Manipulating large Wordlists & Dictionary files
Manipulating large Wordlists & Dictionary files
Manipulating large wordlists
If you have ever tried to manipulate a large file to remove duplicates and junk, you have probably spent a lot of time and realized that Excel does NOT like that.
A very good way to do it is to use TextWrangler.

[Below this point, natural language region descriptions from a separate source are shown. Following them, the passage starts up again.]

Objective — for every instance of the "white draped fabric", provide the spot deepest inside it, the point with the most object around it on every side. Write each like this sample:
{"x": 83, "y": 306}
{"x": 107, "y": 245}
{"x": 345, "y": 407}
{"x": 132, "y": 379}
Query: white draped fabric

TextWrangler is a free app by BareBones Software that can do that for you in almost no time.
You can download TextWrangler from here
How To remove duplicates:
Open the file , then open the tab “#!” and use one of the preloaded filters.
How To remove lines longer than xx characters:
Tab “Text”
Select “Process Line Containing”
Select “Use Grep”
Select one of more of the options wanted
“Copy to clipboard, Copy to new document, etc etc ....”
To remove line longer than 63 characters
type in the box .{63,}
How To Count Occurrences
Open TextWrangler
Download this file Count Occurrences.pl and save it on the Desktop
In TextWrangler, in the tab #! , click on “Unix Filters” Then on “Open Filters Folder”
Drag the file “Count Occurences.pl” into the Folder
You have now a Filter “Count Occurrences”
The filter will count the occurrences of a word , just just need to sort and reverse the sorting to have the list sorted by the number of occurrences or , in fact , having a file sorted the smart way.